A New Proof of Branson's Classification of Elliptic Generalized Gradients

TL;DR

This paper provides a new, representation-theoretic proof of Branson's classification of elliptic generalized gradients, extending the approach to broader G-structures and offering a potentially more versatile method.

Contribution

It introduces a novel proof based on representation theory and Kato constants, broadening the classification to include generalized gradients for various G-structures.

Findings

Extended Branson's classification using representation theory.

Recovered classification results up to one special case.
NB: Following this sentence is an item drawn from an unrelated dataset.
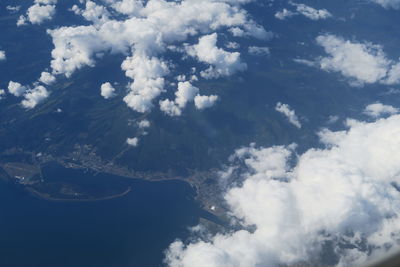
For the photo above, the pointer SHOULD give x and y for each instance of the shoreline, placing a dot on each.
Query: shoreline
(47, 197)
Proposed a method applicable to other G-structures.

Abstract

We give a representation theoretical proof of Branson's classification of minimal elliptic sums of generalized gradients. The original proof uses tools of harmonic analysis, which as powerful as they are, seem to be specific for the structure groups SO(n) and Spin(n). The different approach we propose is based on the relationship between ellipticity and optimal Kato constants and on the representation theory of so(n). Optimal Kato constants for elliptic operators were computed by Calderbank, Gauduchon and Herzlich. We extend their method to all generalized gradients (not necessarily elliptic) and recover Branson's result, up to one special case. The interest of this method is that it is better suited to be applied for classifying elliptic sums of generalized gradients of G-structures, for other subgroups G of the special orthogonal group.